Jimmy Littlejohn

Personal information
- Full name: James Adam Littlejohn
- Date of birth: 8 July 1910
- Place of birth: Glasgow, Scotland
- Date of death: 24 August 1989 (aged 79)
- Place of death: Dundee, Scotland
- Position(s): Centre half

Senior career*
- Years: Team / Apps / (Gls)
- 1934–1939: St Anthony's
- 1934–1939: St Johnstone / 52 / (0)
- 1939: Cowdenbeath / 0 / (0)

Managerial career
- 1942–44: Dundee United

= Jimmy Littlejohn =

Scottish footballer and manager

James Adam Littlejohn (8 July 1910 – 24 August 1989) was a Scottish football player and manager.

==Career==
He won Scotland junior international caps before joining St Johnstone in 1934. He moved to Cowdenbeath in 1939, but signed for Dundee United under wartime conditions.

He was influential in the club's unexpected progress to the final of the Emergency War Cup at Hampden Park, when he led the side following an injury to captain Jerry Kerr (United lost 1–0 to Rangers). That was the only season he played for United, but he was invited to join the board in 1942 and after the abrupt departure of manager Jimmy Allan in October of that year, he was asked by fellow directors to take over. He remained in post for just over two years, a period in which United struggled in the North Eastern League as they found it difficult to attract the better players available during the unusual conditions of wartime.
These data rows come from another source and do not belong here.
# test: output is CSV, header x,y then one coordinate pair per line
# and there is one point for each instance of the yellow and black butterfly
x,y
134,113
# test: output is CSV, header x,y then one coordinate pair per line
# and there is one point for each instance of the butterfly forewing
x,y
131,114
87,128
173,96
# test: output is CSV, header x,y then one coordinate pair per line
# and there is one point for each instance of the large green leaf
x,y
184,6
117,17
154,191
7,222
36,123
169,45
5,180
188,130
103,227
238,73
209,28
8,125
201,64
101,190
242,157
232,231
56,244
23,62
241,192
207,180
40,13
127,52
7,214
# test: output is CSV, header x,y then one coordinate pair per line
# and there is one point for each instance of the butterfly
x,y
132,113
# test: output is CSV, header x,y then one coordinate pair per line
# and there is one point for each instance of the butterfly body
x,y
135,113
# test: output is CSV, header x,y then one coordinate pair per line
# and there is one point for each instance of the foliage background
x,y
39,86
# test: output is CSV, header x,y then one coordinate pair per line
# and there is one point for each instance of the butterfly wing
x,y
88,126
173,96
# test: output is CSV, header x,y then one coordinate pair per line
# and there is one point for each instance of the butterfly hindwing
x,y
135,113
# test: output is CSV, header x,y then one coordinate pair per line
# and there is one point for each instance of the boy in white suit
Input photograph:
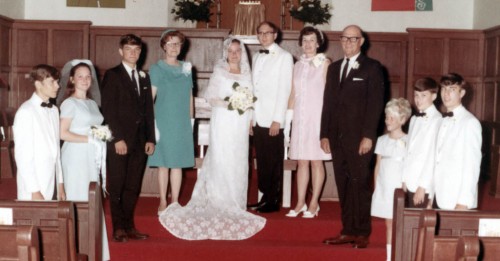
x,y
272,83
36,135
458,150
418,170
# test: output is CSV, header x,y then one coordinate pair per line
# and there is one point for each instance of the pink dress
x,y
309,85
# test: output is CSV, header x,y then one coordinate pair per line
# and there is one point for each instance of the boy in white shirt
x,y
36,135
458,151
418,167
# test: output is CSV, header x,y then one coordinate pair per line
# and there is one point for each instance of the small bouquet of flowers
x,y
193,10
101,132
311,11
241,100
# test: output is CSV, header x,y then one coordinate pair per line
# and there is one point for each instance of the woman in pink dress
x,y
304,107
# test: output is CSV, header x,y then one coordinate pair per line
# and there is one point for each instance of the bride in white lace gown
x,y
217,209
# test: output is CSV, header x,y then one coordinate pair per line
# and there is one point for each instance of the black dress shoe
x,y
120,236
268,208
132,233
360,242
256,205
340,239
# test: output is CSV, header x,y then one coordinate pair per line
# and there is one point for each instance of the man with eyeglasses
x,y
352,107
272,81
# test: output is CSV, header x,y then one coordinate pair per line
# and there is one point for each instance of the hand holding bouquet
x,y
241,100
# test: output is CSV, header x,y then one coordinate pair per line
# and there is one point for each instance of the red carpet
x,y
281,239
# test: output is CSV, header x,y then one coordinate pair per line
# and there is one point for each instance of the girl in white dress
x,y
78,154
390,150
217,209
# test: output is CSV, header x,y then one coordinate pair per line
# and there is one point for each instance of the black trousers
x,y
270,152
352,175
124,184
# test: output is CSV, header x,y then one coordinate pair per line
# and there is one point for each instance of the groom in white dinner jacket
x,y
36,137
272,82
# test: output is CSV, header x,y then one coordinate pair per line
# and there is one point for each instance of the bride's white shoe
x,y
309,214
292,212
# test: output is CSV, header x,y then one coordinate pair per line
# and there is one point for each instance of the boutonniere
x,y
318,60
355,65
186,68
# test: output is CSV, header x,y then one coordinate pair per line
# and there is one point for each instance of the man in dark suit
x,y
127,106
352,107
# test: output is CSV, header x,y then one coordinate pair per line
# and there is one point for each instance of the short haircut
x,y
169,35
308,30
426,84
43,71
130,39
273,26
400,107
453,79
70,87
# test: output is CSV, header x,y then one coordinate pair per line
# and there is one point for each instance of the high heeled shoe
x,y
309,214
292,212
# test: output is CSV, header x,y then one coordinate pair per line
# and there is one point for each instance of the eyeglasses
x,y
264,33
349,39
170,44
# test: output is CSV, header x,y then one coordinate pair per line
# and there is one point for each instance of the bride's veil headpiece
x,y
244,64
63,82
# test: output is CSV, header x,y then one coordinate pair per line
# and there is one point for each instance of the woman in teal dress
x,y
172,84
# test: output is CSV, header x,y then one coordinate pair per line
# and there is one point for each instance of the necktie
x,y
46,104
420,114
134,80
344,72
448,114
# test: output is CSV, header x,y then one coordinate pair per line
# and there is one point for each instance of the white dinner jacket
x,y
272,83
418,166
458,160
37,151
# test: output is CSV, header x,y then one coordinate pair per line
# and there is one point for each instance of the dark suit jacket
x,y
353,111
129,116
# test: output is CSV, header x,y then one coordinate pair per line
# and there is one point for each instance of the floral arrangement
x,y
311,11
101,132
193,10
241,100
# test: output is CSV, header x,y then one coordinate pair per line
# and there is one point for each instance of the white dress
x,y
217,209
390,174
78,159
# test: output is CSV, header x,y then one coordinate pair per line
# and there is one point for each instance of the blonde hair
x,y
399,107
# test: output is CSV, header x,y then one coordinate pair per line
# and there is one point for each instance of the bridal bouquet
x,y
101,132
241,100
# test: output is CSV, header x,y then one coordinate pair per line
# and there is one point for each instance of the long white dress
x,y
390,174
78,159
217,209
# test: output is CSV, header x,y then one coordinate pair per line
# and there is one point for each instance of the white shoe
x,y
308,214
292,212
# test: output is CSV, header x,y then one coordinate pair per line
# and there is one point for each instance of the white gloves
x,y
288,123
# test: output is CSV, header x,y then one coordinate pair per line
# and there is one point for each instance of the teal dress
x,y
175,149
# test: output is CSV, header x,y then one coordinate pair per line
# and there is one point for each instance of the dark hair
x,y
453,79
130,39
426,84
273,26
70,86
170,35
43,71
308,30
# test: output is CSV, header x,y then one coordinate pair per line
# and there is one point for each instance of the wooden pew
x,y
56,223
26,247
89,218
435,247
405,229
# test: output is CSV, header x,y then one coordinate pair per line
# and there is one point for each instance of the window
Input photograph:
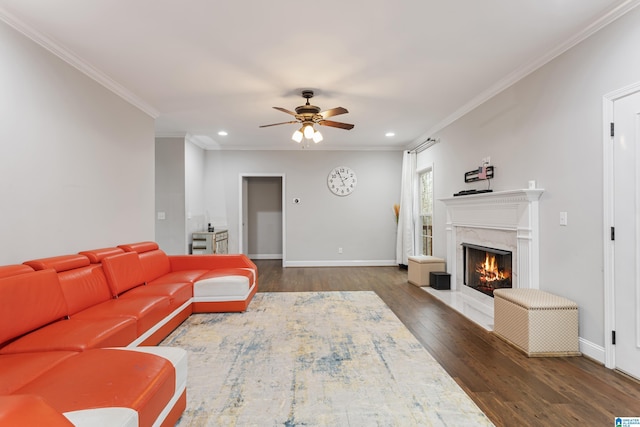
x,y
426,212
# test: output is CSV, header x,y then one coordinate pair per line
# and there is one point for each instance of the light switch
x,y
563,218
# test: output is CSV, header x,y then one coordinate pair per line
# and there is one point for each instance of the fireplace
x,y
486,269
506,220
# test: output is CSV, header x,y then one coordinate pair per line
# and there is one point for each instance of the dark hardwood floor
x,y
512,389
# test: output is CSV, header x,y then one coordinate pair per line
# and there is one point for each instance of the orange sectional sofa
x,y
76,332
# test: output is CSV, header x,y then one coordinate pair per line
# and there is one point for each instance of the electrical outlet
x,y
563,218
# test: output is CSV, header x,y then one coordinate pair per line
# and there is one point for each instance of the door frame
x,y
608,102
242,206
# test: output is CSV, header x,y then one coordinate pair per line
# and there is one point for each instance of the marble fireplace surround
x,y
506,220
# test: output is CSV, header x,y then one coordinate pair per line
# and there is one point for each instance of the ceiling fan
x,y
309,115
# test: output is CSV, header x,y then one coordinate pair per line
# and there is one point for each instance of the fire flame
x,y
489,271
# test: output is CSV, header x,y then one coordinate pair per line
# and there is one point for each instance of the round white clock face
x,y
342,181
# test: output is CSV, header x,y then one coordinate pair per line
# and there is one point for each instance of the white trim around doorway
x,y
608,101
242,177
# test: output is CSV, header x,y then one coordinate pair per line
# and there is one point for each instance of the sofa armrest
x,y
210,262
Littlejohn handed over the manager's job to one of his players, Charlie McGillivray, in November 1944, but remained a director.

With the exception of three years when he stepped down due to ill health, he was a board member for the rest of his life, though his greatest contribution to Dundee United was the establishment of Taypools. It was he who spotted the scheme's potential, and without its invaluable financial input it is unlikely that the club could have become established in Division One during the 1960s.

His son, Bill, was a director at Tannadice from 1989 to 2002 and the club's chief executive between October 2000 and January 2002.